Письма оставались без ответа, уходя в пустоту. Адреса она не знала, отдавала их брату Александру, который обещал уехать к Сержу в ближайшие дни, но все время задерживался. «Почему я не могу ему писать напрямую?» – спрашивала Мари, и Александр вдавался в длинные рассказы, из которых ей было мало что понятно, но, как в детстве, когда тот же брат пугал их жуткими тварями, живущими в темноте и тишине притихшего леса, у нее замирало сердце от этих историй и намеков. Постепенно – как когда‑то в отрочестве – Мари начала видеть в этих поразительных историях, рассказанных Александром, несостыковки и преувеличения. И однажды задала вопрос отцу, минуя старшего брата, вечно стоявшего перед ней заслоном, отгораживающего ее от собственных родителей, от Катрин, взволнованной, но от этого как будто еще более собранной и решительной, чем обыкновенно. Прямо после семейного обеда, прошедшего в полном молчании – только maman, как прежде, упрекала ее за то, что она ест мало и без хлеба, и эдак никогда не восстановит свои силы, – она пошла за papa в его кабинет, куда он нынче удалялся куда как чаще прежнего, – и спросила:
– Papa, скажите мне, пожалуйста, правду, раз уж Саша не может этого. Серж умер?

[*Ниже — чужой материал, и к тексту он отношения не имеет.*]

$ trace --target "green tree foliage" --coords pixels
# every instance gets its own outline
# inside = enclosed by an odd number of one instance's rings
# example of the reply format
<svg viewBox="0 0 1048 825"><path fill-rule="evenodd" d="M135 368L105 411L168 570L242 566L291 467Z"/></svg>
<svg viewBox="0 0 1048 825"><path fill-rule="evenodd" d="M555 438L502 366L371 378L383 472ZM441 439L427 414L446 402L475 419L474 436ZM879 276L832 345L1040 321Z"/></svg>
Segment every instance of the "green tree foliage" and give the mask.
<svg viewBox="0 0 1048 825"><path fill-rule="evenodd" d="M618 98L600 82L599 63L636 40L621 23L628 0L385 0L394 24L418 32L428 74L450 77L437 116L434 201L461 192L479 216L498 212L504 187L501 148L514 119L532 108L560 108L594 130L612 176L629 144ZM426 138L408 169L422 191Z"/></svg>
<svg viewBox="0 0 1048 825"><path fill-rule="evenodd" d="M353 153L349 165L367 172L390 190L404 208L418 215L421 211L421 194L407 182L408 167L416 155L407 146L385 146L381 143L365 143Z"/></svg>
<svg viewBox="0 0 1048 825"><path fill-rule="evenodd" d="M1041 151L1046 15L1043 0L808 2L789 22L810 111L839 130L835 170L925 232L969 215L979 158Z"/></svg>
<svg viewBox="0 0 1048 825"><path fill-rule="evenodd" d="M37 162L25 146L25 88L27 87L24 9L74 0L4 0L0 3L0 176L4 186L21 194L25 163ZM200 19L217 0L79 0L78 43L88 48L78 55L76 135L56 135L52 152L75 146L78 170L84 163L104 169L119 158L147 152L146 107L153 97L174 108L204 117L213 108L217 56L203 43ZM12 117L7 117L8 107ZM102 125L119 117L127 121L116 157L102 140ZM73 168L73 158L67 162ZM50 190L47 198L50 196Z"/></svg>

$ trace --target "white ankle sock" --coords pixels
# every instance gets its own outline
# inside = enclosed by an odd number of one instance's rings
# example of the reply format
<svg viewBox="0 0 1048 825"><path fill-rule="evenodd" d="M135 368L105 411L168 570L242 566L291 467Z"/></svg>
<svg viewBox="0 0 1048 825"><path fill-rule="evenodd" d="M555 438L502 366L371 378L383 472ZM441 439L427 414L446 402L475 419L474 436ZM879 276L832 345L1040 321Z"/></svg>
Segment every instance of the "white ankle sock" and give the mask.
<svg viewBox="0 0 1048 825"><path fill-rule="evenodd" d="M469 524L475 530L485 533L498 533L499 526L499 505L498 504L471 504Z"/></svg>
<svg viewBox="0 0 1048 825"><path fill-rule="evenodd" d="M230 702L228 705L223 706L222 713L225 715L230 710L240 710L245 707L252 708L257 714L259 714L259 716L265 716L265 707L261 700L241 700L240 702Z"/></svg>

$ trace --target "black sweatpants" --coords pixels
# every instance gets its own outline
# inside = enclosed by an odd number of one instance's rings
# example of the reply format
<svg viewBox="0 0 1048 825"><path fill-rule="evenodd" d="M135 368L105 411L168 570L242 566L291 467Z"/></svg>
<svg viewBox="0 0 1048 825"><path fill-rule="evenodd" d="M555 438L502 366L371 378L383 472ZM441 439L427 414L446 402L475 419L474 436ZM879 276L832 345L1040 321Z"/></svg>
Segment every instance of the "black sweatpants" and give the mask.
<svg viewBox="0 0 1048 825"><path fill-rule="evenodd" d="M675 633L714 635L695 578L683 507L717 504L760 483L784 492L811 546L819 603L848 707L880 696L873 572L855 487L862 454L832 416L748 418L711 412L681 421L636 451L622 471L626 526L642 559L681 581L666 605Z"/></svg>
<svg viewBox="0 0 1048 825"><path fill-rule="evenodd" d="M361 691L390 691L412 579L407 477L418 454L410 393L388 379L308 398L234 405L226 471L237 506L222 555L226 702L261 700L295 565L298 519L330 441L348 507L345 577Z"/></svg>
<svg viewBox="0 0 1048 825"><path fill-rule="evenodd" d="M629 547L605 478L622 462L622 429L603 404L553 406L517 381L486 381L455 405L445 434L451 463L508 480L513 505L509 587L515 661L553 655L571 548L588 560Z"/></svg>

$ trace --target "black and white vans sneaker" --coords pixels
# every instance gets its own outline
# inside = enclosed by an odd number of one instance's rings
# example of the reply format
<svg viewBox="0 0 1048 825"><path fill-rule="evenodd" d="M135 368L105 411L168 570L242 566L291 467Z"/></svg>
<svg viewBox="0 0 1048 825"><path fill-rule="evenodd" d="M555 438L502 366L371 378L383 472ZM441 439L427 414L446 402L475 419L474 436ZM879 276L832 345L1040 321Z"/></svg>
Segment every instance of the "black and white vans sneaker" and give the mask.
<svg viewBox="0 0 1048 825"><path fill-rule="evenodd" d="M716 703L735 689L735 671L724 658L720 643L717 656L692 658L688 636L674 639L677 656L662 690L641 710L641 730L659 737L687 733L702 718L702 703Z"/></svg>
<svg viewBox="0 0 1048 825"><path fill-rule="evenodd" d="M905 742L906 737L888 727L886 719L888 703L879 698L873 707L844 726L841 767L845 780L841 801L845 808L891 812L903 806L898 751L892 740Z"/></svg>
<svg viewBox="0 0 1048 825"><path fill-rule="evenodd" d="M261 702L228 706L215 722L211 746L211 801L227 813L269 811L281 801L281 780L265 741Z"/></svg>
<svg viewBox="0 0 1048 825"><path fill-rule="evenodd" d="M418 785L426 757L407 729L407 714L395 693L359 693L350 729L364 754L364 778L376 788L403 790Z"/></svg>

Отец побледнел – нехороший знак, с ним не так давно это было, когда рано утром, на заре, приехала Катрин, отчего‑то заплаканная, одетая с несвойственной ей небрежностью, и принесла новость – ее муж арестован по смутному делу, какие‑то тайные общества, заговоры и военные перевороты, которые тот якобы готовил. Она объяснила все это отцу сдавленным голосом, до конца не изменяя себе – сильной и решительной, знающей, что она хочет от себя и от других, истинной grande‑mere, старшей сестрой и правой рукой обоих родителей. И потом, когда она сказала: «И князь, он же тоже…» – maman зашикала на нее, указывая глазами на Мари, а отец был вынужден привалиться к стене, и лицо его было столь же мертвенно‑бледным, как и сейчас. Признак того, что ответ на нынешний вопрос Мари окажется утвердительным. Она глубоко вздохнула, готовая принимать судьбу. О чем‑то таком она могла догадаться. Значит, Александр был не столь уж неправ в своих фантастических историях. Муж действительно собирал отряд для начала войны за освобождение Греции от турецкого ига, вместе со всеми прочими. И его разоблачили, выдали, тайно казнили, что‑то сделали с телом…
– Его убили в Молдавии? – более тихо произнесла княгиня, догадываясь, что вопрос в этот раз риторический.
– Не надо, – выдавил из себя отец. – Тебе не стоит знать о том… Кто тебе такое сказал?